Au 65 de la rue de Caumartin, dans le quartier de la Chaussée d'Antin, se dresse un établissement dont les murs ont absorbé deux siècles d'histoire française avec une voracité peu commune. Avant d'être un lycée, c'est un couvent — celui des Capucins — que la Révolution saisit et transforme. En 1790, l'église Saint-Louis-d'Antin devient le siège de la Section du Roule, tandis que Louise de Kéralio, Claude Dansard et François Robert y installent la Société fraternelle des patriotes de l'un et l'autre sexe, succursale populaire des Jacobins ouverte aux femmes comme aux hommes.
Sous le Consulat, les bâtiments renaissent en Lycée Bonaparte, bientôt rebaptisé Collège Bourbon, puis Lycée Fontanes, avant de porter définitivement le nom de Condorcet en 1870. La liste de ses anciens élèves tient du who's who de la France du XIXe siècle : André-Marie Ampère, Edmond de Goncourt, Nadar, Paul Verlaine — qui y fait ses classes entre 1859 et 1862 — ou encore Henri de Toulouse-Lautrec. Parmi les professeurs, Stéphane Mallarmé y enseigne l'anglais à partir de 1871, tandis qu'en 1883 des élèves polycopient une revue baptisée Le Fou qui publie des poèmes de Verlaine et gravitent autour de figures comme René Ghil, Stuart Merrill et Tristan Bernard.
La grande cour connaît aussi les heures les plus sombres : pendant la Commune de 1871, des fédérés y sont fusillés, pendant que le proviseur Legrand enferme dans les caves une quarantaine d'élèves imprudemment amenés par leurs parents malgré les combats.
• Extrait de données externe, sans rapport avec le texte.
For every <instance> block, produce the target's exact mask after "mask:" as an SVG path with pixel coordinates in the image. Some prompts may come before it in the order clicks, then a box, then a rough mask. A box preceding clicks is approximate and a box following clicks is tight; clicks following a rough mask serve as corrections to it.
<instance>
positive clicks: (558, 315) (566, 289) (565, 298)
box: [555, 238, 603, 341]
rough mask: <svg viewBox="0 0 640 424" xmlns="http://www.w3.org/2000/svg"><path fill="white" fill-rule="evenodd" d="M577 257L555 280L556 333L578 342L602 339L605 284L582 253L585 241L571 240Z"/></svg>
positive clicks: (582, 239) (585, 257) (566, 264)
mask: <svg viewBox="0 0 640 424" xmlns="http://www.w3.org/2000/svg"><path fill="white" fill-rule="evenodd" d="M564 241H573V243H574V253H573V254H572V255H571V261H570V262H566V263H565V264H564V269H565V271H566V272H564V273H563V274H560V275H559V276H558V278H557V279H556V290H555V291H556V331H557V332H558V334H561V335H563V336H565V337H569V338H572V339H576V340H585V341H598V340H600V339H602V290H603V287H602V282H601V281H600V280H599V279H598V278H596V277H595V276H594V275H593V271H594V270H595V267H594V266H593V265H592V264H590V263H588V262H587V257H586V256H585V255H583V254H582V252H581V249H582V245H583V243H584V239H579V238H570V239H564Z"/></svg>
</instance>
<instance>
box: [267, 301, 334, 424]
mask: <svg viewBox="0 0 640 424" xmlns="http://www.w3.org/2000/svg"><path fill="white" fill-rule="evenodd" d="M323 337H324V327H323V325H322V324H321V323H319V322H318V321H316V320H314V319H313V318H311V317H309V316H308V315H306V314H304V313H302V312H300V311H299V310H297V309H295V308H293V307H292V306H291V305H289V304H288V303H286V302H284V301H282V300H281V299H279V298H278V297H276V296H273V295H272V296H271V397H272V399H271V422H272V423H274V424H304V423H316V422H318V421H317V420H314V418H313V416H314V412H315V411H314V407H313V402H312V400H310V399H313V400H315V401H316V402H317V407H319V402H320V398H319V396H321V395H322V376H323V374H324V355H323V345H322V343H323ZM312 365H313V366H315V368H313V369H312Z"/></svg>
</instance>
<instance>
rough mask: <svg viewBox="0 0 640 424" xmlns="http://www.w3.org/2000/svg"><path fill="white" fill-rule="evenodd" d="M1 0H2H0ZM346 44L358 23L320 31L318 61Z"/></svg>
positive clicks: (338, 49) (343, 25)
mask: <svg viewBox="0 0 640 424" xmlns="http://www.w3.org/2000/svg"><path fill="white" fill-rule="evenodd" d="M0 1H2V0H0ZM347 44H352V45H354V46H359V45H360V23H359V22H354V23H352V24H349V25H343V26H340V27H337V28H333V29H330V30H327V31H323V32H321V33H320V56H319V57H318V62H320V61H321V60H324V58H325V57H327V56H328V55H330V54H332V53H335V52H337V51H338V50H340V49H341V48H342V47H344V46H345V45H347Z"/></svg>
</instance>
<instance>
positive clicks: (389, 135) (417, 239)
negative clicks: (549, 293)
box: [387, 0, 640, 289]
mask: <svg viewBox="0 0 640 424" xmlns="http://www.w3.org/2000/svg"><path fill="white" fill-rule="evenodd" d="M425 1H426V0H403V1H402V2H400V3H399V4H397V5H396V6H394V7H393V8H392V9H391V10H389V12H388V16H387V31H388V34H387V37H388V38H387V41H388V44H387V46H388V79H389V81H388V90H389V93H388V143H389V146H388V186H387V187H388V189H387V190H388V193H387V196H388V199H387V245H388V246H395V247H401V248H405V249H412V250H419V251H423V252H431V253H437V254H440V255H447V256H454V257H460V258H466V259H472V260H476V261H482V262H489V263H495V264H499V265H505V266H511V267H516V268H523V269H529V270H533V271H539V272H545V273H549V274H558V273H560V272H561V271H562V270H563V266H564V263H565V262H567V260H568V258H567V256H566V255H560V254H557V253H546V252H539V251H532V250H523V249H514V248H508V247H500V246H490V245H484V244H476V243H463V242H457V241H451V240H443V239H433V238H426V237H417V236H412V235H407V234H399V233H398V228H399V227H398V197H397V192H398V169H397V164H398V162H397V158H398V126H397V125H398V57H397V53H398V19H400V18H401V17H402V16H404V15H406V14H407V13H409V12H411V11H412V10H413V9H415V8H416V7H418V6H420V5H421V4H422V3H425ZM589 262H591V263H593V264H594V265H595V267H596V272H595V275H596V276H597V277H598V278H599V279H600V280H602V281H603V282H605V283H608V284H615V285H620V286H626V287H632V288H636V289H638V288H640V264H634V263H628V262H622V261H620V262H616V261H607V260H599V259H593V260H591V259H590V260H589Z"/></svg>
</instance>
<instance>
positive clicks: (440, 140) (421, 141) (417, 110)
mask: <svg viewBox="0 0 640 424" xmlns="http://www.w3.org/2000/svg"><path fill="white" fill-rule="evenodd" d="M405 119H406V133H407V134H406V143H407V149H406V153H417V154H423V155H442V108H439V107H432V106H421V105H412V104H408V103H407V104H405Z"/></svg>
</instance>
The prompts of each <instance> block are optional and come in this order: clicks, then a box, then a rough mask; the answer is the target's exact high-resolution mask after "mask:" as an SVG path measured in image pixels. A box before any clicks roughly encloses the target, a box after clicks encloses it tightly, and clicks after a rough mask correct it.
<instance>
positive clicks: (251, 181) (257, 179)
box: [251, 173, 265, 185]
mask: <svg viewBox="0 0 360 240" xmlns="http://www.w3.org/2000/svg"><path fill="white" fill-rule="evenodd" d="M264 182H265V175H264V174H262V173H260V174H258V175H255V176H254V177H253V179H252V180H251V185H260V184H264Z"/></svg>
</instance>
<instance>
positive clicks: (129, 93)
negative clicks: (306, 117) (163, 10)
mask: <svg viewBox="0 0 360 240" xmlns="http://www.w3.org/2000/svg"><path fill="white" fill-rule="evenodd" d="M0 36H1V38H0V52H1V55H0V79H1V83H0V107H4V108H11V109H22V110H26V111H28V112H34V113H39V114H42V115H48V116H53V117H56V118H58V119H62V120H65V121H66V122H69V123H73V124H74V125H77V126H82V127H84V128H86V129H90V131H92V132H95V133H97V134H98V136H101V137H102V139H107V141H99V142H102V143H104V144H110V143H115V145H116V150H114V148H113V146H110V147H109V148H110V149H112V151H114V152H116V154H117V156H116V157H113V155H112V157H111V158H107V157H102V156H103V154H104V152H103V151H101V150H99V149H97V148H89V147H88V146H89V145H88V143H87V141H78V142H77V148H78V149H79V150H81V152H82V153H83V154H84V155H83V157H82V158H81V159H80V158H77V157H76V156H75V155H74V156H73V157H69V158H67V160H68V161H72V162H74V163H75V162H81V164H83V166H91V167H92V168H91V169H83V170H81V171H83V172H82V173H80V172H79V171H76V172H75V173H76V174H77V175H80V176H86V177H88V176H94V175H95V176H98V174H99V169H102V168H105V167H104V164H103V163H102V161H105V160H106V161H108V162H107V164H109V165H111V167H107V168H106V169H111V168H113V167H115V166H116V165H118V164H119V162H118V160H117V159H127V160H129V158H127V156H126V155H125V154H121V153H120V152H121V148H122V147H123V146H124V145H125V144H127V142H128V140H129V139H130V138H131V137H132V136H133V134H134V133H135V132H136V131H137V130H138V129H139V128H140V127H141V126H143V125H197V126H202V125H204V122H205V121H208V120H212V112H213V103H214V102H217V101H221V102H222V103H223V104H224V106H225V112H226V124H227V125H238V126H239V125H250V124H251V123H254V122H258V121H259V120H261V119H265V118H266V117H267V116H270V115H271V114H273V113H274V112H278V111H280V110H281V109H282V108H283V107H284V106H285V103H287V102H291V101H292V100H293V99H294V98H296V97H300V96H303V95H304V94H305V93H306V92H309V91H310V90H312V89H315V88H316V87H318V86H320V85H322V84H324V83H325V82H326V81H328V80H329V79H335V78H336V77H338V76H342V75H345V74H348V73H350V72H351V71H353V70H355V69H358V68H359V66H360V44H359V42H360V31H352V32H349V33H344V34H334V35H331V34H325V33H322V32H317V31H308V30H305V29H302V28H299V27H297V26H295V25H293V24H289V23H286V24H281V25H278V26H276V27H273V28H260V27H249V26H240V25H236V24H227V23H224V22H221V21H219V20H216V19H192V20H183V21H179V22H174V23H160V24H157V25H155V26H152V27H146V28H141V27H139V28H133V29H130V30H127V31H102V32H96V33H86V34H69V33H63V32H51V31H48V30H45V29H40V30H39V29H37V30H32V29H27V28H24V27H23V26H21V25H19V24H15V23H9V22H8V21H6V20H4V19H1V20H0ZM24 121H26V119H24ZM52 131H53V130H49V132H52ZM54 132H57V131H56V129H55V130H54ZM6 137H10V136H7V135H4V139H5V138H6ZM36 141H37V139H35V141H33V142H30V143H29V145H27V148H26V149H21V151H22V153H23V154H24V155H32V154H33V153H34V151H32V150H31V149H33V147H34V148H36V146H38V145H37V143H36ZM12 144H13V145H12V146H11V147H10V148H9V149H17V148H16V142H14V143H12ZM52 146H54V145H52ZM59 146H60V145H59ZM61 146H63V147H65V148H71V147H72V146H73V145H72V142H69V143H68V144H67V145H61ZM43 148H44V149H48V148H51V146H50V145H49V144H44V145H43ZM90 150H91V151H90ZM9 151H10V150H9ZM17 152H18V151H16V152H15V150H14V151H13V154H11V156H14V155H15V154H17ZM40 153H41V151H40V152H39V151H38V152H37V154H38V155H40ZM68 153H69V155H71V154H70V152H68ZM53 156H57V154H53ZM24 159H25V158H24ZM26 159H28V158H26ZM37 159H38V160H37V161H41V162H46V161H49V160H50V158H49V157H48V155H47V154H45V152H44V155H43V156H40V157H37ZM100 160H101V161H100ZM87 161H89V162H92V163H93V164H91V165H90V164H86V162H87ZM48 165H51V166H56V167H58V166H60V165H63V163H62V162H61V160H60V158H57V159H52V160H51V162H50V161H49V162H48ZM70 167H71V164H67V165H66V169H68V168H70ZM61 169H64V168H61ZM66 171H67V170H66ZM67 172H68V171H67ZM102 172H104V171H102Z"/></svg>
Plus tard, Marcel Pagnol y enseigne l'anglais dans les années 1920, Boris Vian y passe sa terminale en 1936, et Jean-Paul Sartre y professe la philosophie sous l'Occupation.
- 1790 Couvent des Capucins — siège de la Section du Roule et de la Société fraternelle des patriotes
- 1802 Lycée Bonaparte
- Monarchie de Juillet Collège Bourbon
- 1870 — 1871 Lycée Fontanes
- À partir de 1870 Lycée Condorcet
Le lycée Condorcet est toujours en activité au 65 rue de Caumartin. Son architecture conserve des traces des anciens bâtiments conventuels, dont la chapelle Saint-Louis-d'Antin. La fontaine du Lycée Bourbon, érigée sous le Premier Empire dans la façade donnant sur la rue, reste visible depuis le trottoir.